How long did it take you to find that photo


----------



## Dre (Jun 20, 2003)

Theo! said:


> Holy jillikers!
> 
> How long did it take you to find that photo


 A long time. I found so many pics of him being dunked on, stuffed, and otherwise abused, I was tempted to just run with one of those. But I can't do that to Shawn, because, novelty aside, I like the guy.


----------



## Tersk (Apr 9, 2004)

I give him a C

Despite being a novelty player not worth a ****, he was OCCASIONALY helpful and provided some good help D and the block shot here and there...but he still sucks


----------



## Dre (Jun 20, 2003)

I'm going to give him a C as well. He's not really expected to do much, if anything, and he was fairly valuable at parts of the season. Sure, against top competition in the post, he was worth diddly squat, but did we expect anything out of him?
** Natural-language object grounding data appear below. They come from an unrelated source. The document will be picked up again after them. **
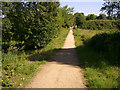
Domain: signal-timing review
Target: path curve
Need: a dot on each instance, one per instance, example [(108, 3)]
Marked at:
[(62, 71)]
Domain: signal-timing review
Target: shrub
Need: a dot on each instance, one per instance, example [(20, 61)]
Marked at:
[(102, 16), (79, 19), (91, 17), (106, 42), (100, 24)]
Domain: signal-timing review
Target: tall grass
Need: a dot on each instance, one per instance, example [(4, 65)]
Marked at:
[(20, 66), (99, 71)]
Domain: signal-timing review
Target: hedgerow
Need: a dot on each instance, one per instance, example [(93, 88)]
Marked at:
[(100, 24)]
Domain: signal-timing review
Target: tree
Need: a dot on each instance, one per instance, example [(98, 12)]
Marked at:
[(102, 16), (111, 8), (31, 22), (91, 17), (68, 16), (79, 19)]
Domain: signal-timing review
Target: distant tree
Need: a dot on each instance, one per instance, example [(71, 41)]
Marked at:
[(102, 16), (110, 18), (79, 19), (111, 8), (91, 17), (68, 16)]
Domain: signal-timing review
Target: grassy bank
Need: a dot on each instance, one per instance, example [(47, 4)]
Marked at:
[(19, 66), (99, 70)]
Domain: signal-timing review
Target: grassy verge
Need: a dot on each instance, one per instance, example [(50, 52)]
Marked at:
[(19, 67), (98, 70)]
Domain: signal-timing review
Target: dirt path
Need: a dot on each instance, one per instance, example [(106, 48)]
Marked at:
[(62, 71)]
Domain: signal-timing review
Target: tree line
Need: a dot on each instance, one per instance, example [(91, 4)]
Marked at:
[(34, 24)]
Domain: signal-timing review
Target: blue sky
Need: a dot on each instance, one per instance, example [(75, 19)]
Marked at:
[(91, 7)]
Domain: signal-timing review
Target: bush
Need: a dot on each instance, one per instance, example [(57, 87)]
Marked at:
[(79, 19), (106, 42), (100, 24), (102, 16), (91, 17)]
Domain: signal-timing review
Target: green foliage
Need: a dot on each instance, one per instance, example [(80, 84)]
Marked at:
[(100, 24), (79, 19), (107, 42), (91, 17), (111, 8), (111, 18), (99, 69), (102, 16), (18, 67), (68, 16), (31, 22)]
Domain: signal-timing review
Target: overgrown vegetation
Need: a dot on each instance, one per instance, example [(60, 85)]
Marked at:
[(19, 67), (101, 24), (101, 69), (33, 23)]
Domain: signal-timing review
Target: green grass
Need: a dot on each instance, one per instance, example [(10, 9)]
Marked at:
[(19, 67), (98, 70)]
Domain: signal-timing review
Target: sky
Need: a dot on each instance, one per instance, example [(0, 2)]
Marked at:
[(85, 6)]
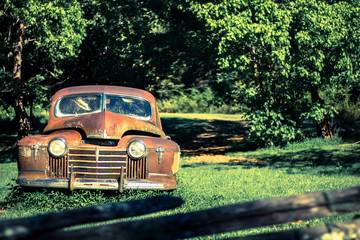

For what he does, he pretty much did, but not as well as in seasons past. 

What happened to 200 block Shawn Bradley?


----------



## DHarris34Phan (Oct 28, 2004)

_Dre_ said:


> What happened to 200 block Shawn Bradley?


He needs playing time to do that. Dallas isn't a winning team with Shawn Bradley playing. I gave him a D.


----------



## KentATM (Mar 22, 2005)

i give him a Z.


----------



## xray (Feb 21, 2005)

My adminition to "dunk the ball" remains.

Why does a guy 7'6" continually 'flip' the ball toward the basket, when he's standing right next to it ? 

:whoknows: :whoknows: :whoknows: :whoknows: :whoknows:


----------



## white360 (Apr 24, 2004)

I'll give a C, need more minutes to post better numbers


----------



## The Future7 (Feb 24, 2005)

I give him a C because we only need him to come in and give Damp a rest.


----------



## Carbo04 (Apr 15, 2005)

F


Like Jay-Z once said.. "You ain't no athlete, you a Shawn Bradley.".


----------